La recensione su Amanti crocifissi

di vermeverde
10 stelle

Mizoguchi ha avuto come obiettivo costante nei suoi ultimi capolavori gli aspetti oppressivi sull’universo femminile della cultura tradizionale giapponese, di stampo prettamente maschilista: sono soprattutto le donne, infatti, a patire le ingiustizie sociali codificate in leggi a cui sono sacrificate. Fra i grandi registi, forse solo Dreyer ha affrontato il tema del sacrificio e della frustrazione femminile (”La passione di Giovanna d’Arco”, “Dies irae”, “Ordet”, “Gertrud”) con altrettanta costanza e altrettanto valore artistico, in un’ottica più esistenziale.

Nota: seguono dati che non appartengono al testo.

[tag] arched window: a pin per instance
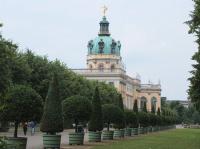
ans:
(101, 67)
(143, 103)
(153, 103)
(112, 67)
(90, 67)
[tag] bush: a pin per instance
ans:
(78, 109)
(22, 104)
(152, 119)
(113, 114)
(96, 121)
(3, 144)
(143, 119)
(130, 118)
(52, 120)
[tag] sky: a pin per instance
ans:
(155, 40)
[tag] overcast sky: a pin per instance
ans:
(153, 35)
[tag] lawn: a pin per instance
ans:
(172, 139)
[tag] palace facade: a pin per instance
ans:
(104, 63)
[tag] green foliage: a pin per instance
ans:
(194, 25)
(135, 107)
(175, 139)
(158, 112)
(96, 121)
(7, 54)
(112, 114)
(22, 104)
(130, 118)
(152, 119)
(144, 109)
(77, 108)
(52, 120)
(143, 119)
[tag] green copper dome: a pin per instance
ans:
(104, 44)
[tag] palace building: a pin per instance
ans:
(104, 63)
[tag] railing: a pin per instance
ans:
(99, 71)
(151, 86)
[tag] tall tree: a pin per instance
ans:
(144, 109)
(158, 112)
(52, 119)
(194, 25)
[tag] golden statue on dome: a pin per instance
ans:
(104, 9)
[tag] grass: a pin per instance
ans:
(172, 139)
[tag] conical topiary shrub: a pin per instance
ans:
(52, 120)
(96, 122)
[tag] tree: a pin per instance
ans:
(143, 119)
(78, 109)
(112, 114)
(152, 119)
(52, 119)
(7, 54)
(194, 25)
(22, 104)
(96, 121)
(130, 118)
(153, 109)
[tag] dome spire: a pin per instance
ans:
(104, 24)
(104, 9)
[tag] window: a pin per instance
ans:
(101, 67)
(153, 103)
(143, 102)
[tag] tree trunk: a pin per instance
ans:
(16, 129)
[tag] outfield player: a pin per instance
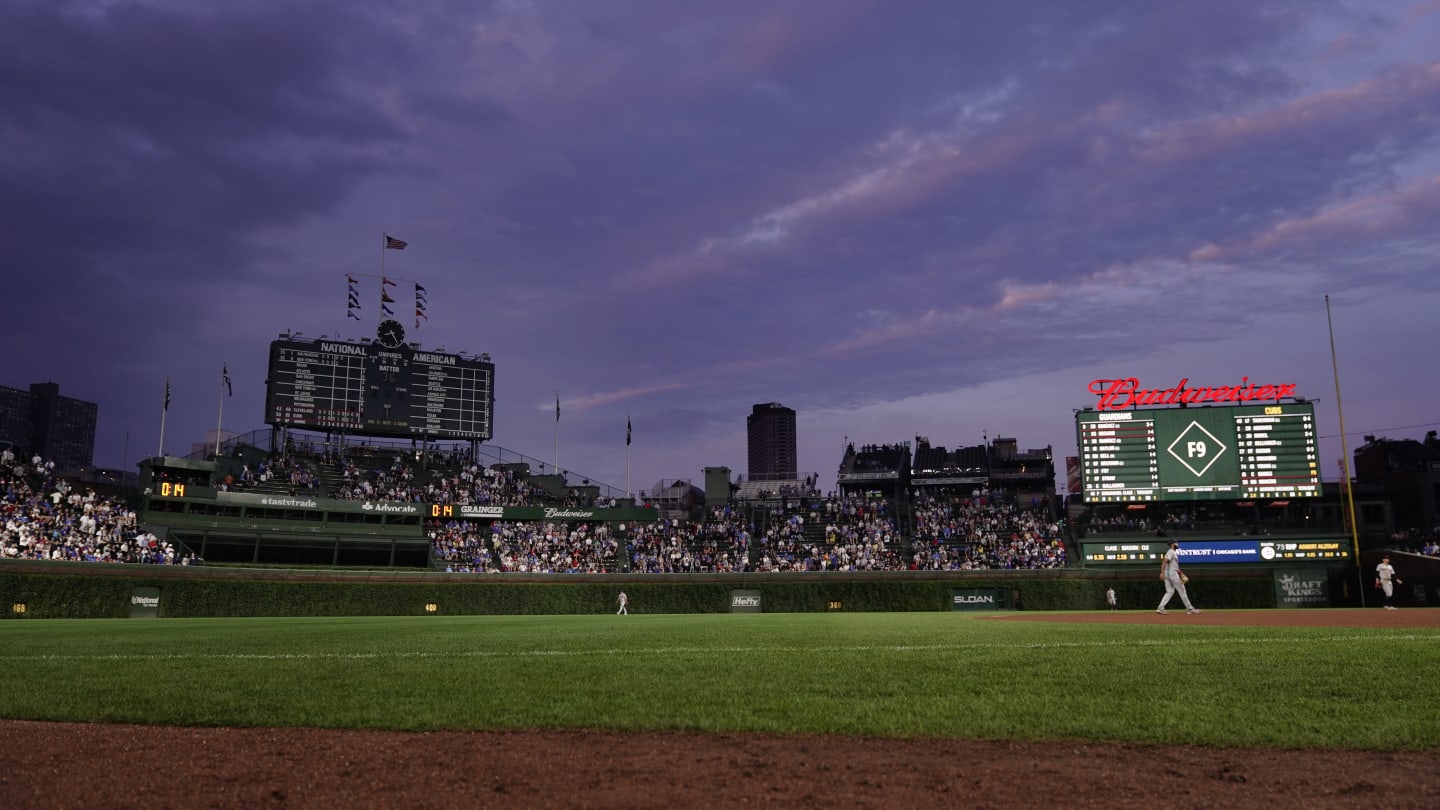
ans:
(1174, 580)
(1386, 580)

Fra i capolavori degli anni ’50 di Mizoguchi ”Gli amanti crocifissi” conferma il punto di vista dell’autore sulla condizione femminile di subordinazione nella società giapponese dell’epoca; qui è posta in risalto la forza dirompente dell’amore reciproco dei due protagonisti che preferiscono la morte alla separazione, avendo raggiunto con la loro unione lo scopo ultimo dell’esistenza. L’amore è qui contrapposto all’avido egoismo degli uomini, le cui azioni sono fondamentalmente motivate dal desiderio del denaro o dalla sua necessità per poter realizzare i propri obiettivi materiali. La parte migliore delle persone, cioè i sentimenti, è frustrata dalle regole sociali improntate al maschilismo e alla divisione in classi da cui discende la moralità dominante che reprime chi si oppone e condanna a morte gli adulteri: chi ha il coraggio e la forza di seguire il proprio cuore è inevitabilmente sopraffatto e vede vanificati i propri desideri.

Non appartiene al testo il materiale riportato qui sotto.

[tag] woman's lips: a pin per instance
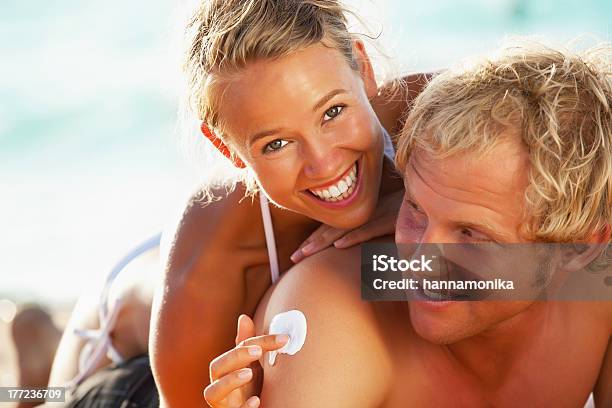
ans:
(342, 192)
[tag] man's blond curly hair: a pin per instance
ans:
(559, 102)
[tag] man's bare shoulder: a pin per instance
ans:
(342, 337)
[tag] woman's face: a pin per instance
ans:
(305, 126)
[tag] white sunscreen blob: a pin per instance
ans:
(293, 324)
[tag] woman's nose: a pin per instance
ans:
(321, 160)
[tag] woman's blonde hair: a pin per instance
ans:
(225, 35)
(559, 102)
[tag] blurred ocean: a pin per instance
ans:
(89, 164)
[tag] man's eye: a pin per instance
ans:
(332, 112)
(275, 145)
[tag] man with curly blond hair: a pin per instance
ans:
(513, 149)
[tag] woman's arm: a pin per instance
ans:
(197, 303)
(391, 105)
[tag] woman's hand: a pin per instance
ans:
(235, 376)
(382, 223)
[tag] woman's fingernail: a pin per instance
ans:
(253, 402)
(255, 351)
(340, 242)
(296, 256)
(308, 248)
(245, 373)
(282, 339)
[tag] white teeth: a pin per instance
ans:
(341, 190)
(348, 180)
(434, 295)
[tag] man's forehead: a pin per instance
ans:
(502, 169)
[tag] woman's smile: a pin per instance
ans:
(340, 191)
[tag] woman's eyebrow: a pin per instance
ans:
(327, 97)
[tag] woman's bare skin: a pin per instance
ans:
(131, 335)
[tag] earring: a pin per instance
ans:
(222, 147)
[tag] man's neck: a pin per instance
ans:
(491, 355)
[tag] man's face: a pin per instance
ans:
(465, 199)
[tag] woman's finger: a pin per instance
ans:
(246, 328)
(220, 389)
(252, 402)
(235, 359)
(244, 354)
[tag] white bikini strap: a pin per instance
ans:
(269, 232)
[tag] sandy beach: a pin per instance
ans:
(8, 358)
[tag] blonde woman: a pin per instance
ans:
(289, 95)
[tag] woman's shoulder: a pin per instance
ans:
(342, 335)
(210, 221)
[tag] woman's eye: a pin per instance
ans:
(476, 236)
(332, 112)
(275, 145)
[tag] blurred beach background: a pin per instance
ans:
(89, 159)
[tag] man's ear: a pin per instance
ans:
(220, 146)
(578, 256)
(365, 69)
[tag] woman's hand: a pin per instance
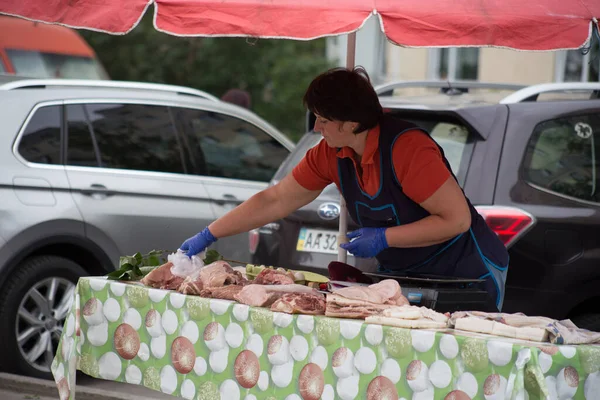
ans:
(368, 242)
(198, 243)
(450, 216)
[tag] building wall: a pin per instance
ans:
(510, 66)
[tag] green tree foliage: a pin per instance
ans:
(275, 72)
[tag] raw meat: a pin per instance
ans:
(191, 285)
(291, 288)
(406, 323)
(184, 266)
(273, 277)
(162, 278)
(340, 306)
(300, 303)
(385, 292)
(414, 312)
(215, 275)
(390, 290)
(265, 295)
(226, 292)
(220, 274)
(410, 317)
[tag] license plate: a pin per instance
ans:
(317, 241)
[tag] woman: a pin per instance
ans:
(398, 186)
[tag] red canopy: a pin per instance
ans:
(517, 24)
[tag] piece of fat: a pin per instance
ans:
(472, 324)
(501, 329)
(533, 334)
(404, 312)
(406, 323)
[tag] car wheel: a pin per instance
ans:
(34, 304)
(587, 321)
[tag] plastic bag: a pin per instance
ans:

Il film, derivato da un’opera teatrale di Monzaemon Chikamatsu (da cui il nome originale “Chikamatsu Monogatari”) ispirata da un episodio avvenuto a Osaka rappresenta, infatti, il dramma che scaturisce dal conflitto fra i personaggi fanno del proprio tornaconto personale ed economico lo scopo primario della loro esistenza (la madre e il fratello di O-san, il marito, il suo scagnozzo, lo stampatore concorrente) e i due amanti che si ribellano all’ingiustizia sociale; anche il padre di Mohei antepone alla propria convenienza ed all’accettazione supina di regole ingiuste il proprio amore per il figlio, sebbene sia conscio dell’inevitabile conclusione, ed è il personaggio più dolente del film; al padre di Mohei si contrappone l’avidità della madre di O-san, che ha combinato il matrimonio per interesse e che egoisticamente ne permette l’arresto.

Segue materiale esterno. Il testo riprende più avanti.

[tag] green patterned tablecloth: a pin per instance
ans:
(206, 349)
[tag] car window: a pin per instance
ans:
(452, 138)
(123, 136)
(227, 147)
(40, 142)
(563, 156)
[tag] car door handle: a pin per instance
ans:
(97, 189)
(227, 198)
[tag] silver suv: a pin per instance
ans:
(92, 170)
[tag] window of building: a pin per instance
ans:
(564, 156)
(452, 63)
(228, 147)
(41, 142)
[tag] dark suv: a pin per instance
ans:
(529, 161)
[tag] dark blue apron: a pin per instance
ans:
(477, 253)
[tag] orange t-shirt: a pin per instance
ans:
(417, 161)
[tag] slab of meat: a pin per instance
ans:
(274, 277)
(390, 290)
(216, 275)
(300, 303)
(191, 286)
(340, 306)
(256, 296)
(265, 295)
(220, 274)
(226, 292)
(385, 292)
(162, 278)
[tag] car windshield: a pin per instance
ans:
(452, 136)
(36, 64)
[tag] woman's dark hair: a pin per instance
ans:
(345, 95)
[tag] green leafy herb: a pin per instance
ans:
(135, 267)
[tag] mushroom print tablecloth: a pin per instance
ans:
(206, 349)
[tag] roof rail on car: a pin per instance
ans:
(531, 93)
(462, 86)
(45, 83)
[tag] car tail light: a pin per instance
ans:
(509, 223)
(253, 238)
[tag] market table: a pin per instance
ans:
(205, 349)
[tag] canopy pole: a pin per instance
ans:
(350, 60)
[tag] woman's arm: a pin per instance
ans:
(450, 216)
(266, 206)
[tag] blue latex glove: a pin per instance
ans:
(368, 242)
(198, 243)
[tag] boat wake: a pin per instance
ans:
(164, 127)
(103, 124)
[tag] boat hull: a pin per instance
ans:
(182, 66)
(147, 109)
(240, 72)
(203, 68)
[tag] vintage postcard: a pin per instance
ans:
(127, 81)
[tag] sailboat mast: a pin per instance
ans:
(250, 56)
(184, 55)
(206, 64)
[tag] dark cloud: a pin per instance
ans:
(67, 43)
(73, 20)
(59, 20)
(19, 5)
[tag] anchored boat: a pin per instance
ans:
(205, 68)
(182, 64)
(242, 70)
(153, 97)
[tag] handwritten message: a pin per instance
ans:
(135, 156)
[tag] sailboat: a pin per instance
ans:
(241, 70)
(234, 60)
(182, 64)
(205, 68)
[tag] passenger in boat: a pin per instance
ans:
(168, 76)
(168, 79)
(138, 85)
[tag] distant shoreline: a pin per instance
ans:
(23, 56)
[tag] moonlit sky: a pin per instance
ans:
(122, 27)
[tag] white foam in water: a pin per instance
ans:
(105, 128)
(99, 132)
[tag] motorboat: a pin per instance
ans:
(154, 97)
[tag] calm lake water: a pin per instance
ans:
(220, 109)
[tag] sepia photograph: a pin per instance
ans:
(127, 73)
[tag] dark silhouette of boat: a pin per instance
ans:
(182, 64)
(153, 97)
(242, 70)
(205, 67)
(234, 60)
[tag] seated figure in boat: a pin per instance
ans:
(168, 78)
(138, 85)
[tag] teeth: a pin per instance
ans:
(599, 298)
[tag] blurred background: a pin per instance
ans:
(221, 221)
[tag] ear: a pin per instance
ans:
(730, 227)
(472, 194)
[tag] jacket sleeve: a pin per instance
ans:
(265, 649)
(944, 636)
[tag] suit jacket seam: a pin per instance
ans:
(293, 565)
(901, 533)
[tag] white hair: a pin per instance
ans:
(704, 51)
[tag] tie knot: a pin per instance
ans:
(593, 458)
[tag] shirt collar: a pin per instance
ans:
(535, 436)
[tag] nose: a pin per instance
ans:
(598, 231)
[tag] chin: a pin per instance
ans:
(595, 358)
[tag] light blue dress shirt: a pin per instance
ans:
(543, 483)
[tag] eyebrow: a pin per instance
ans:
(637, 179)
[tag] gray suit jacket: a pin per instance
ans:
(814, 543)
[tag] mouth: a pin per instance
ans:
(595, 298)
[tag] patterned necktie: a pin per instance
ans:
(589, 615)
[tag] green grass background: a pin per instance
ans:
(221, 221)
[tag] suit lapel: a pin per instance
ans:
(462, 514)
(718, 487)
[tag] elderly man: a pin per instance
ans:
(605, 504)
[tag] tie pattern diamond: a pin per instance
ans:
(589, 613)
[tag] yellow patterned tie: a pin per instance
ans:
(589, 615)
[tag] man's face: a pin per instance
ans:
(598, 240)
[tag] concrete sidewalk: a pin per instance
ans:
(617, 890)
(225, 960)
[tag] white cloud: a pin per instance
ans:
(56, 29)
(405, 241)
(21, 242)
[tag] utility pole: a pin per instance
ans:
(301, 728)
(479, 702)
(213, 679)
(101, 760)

La grandezza di Mizoguchi, che considero fra i sei/sette più grandi registi della storia del cinema, è evidente nella sua straordinaria capacità di esprimere i sentimenti dei personaggi e il significato profondo di quanto sta raccontando con la forza delle inquadrature. Sono famosi i suoi piani sequenza girati con la gru, la studiata composizione delle inquadrature e il gusto pittorico dei paesaggi. Il gusto per i piani sequenza deriva probabilmente dall’antica tradizione degli emakimono, storie dipinte su rotoli che erano lette srotolandoli da destra verso sinistra. Si deve anche tener presente che il suo operatore di fiducia, Kazuo Miyagawa, si era formato con la pittura monocromatica tradizione sumi-e in cui i soggetti, che per lo più rappresentano scene naturali e paesaggi con valenze velatamente simboliche, sono resi con tutte le sfumature possibili del grigio dal bianco lucente al nero profondo: sono le stesse qualità della fotografia dei film del regista, come ad, esempio nella bellissima scena degli amanti in barca sul lago, simile pittoricamente alle analoghe scene sul lago de “I racconti della luna pallida d’agosto” e “L’intendente Shanso”.

Ritengo ovvio considerare “Gli amanti crocifissi” un capolavoro assoluto ed è sorprendente notare come Mizoguchi sia riuscito a realizzare ben cinque capolavori nel brevissimo periodo dal 1952 al 1956, caso forse unico nella storia del cinema.